PROFESSOR: We've talked a lot about de Broglie saying that the wavelength is given by h over p. But we have not said much yet about the frequency of the waves. So what is the frequency of those matter waves?
So what is the frequency--
frequency--
of the matter waves.
So de Broglie did answer that same question. And the answer was obtained by analogy. We have p equal h bar k.
And he said, well, just like the wavelength is determined by the momentum, we'll have e equal h bar omega. So the frequency-- so this equation is the one that now completes the story. Omega is equal to e over h bar.
Fixes omega in terms of the energy. And we're going to say a few things. In fact, this will be an interesting digression into an important subject about waves that illustrates why this answer makes a lot of sense.
And that's, really, all you can do at this moment. This is a postulate of quantum mechanics. That you do this thing, and with this, you get quantum mechanics. So the best thing we can do is to explain why it makes sense in a number of ways, and then hope that the theory that you built makes full sense.
So I want to remind you about velocities of waves. So if you have a wave now that it has k and omega-- you have this thing. k minus omega, wave with a phase.
kx minus omega t. Then there is something called the phase velocity.
And it's given by omega over k.
It's the velocity in which the nodes and maxima of this plane wave move. So let's see if this makes some sense. Omega over k is the same thing as e over p.
We're nonrelativistic, so let's continue.
1/2 mv squared over mv. And this seems a little strange. 1/2--
v. So if I have a particle, you see, this is matter waves of energy e and momentum p. And e is 1/2 mv squared, the velocity of the particle. p is equal to mv. And now, somehow this wave seems to be moving with half the speed of the particle. That looks pretty bad. What's going on?
Well, this is the usual story with waves. If the wave itself doesn't-- a wave, a plane wave carries no real information. It's not the signal.
So many times when you try to represent the particle-- a little bit of information traveling-- representing it with a plane wave is actually quite wrong. You have to represent it with a wave packet.
And therefore, this phase wave velocity being one half of the velocity of the particles seems to just confirm the idea that, first, these waves are a little strange. And second, phase velocity is not very meaningful physically.
The velocity that this more meaningful is v group velocity.

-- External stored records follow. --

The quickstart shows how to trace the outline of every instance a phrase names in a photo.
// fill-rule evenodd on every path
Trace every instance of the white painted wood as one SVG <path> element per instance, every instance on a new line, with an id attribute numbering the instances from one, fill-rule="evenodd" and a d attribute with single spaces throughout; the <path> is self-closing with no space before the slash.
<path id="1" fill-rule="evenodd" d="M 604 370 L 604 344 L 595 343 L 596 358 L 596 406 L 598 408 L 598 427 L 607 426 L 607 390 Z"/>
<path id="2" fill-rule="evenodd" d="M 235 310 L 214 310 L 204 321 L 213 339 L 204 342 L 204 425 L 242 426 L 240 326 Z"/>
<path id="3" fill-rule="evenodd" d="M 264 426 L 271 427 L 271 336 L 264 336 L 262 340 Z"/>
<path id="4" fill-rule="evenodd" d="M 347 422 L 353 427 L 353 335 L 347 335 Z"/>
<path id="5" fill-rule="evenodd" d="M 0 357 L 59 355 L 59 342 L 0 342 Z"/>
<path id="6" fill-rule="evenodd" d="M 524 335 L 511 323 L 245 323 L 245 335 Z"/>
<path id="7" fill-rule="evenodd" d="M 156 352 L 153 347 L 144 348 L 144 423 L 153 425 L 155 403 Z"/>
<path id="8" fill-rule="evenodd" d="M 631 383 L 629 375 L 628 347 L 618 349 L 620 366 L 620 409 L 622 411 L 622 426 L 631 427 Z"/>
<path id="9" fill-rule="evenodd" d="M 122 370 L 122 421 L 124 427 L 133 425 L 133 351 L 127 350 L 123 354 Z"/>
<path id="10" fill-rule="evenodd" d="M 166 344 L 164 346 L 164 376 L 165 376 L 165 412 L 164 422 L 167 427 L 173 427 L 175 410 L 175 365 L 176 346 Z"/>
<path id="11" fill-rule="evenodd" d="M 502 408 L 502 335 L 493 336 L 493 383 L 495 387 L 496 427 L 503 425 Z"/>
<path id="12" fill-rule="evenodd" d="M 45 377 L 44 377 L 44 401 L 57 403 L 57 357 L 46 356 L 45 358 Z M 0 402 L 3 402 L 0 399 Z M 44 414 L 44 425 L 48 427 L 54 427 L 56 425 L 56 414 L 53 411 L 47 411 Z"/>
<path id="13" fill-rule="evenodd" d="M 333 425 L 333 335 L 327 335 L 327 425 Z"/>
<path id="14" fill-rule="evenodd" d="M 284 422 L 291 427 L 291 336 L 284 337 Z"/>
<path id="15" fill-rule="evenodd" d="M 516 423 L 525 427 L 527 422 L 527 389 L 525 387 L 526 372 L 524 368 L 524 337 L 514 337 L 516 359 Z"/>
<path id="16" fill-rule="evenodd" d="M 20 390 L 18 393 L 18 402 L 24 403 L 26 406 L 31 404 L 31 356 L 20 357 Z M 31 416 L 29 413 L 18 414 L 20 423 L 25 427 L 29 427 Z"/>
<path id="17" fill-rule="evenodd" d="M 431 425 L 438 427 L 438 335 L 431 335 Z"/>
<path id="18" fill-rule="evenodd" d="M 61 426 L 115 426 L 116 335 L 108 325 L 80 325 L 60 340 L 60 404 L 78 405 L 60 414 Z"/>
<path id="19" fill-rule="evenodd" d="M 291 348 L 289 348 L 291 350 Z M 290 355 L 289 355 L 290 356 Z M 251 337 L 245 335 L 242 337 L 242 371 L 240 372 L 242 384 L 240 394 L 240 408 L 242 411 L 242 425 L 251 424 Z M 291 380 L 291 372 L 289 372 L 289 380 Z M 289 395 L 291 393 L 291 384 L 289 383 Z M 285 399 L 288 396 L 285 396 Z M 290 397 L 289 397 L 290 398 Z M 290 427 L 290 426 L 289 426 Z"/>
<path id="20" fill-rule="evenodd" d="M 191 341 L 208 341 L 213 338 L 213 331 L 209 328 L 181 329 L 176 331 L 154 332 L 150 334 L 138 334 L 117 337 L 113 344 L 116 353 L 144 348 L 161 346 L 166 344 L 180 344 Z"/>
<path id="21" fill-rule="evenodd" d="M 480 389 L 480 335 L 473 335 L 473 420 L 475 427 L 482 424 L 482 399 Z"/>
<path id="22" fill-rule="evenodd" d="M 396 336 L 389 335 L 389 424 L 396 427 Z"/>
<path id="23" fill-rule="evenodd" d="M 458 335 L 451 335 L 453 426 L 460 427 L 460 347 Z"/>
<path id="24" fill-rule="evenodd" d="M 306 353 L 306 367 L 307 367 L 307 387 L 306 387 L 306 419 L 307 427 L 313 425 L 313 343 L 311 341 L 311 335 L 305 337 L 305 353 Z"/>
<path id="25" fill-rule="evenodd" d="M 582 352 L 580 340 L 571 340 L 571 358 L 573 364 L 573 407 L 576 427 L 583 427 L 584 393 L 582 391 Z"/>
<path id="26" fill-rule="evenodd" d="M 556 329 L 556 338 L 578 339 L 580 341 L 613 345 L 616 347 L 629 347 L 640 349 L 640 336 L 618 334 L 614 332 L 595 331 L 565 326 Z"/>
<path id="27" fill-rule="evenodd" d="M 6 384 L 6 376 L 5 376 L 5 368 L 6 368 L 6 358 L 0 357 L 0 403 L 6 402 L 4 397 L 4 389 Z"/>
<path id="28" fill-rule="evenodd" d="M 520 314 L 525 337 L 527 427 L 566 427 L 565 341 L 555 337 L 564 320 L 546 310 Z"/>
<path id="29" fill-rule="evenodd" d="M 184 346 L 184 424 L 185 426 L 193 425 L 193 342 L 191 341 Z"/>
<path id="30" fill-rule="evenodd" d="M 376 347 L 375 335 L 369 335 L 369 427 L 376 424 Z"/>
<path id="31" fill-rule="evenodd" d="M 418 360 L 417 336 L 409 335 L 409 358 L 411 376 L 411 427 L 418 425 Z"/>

And it's d omega dk evaluated at the value k that you're using. k is a proxy for momentum. So d omega dk may depend on k and omega. So if it's d omega, dk is a function. Which value should you use? Well, the value at the k that you're propagating.
And this would be the same as d omega dk.
Is because of the constant separating-- the same as de vp.
But what is the kinetic energy in terms of the momentum? We wrote it last time. p squared over 2m. That's the kinetic energy expressed in terms of momentum. So this is d dp of p squared over 2m.
Write p equal mv and you'll recover the kinetic energy. And this is just-- because of the 2-- p over m, which is the velocity of the particle. And this is the reason people believe de Broglie.
De Broglie made sense because the group velocity of this [? package ?] would be correct. And that's a very beautiful result. Actually, it's true relativistically, as well.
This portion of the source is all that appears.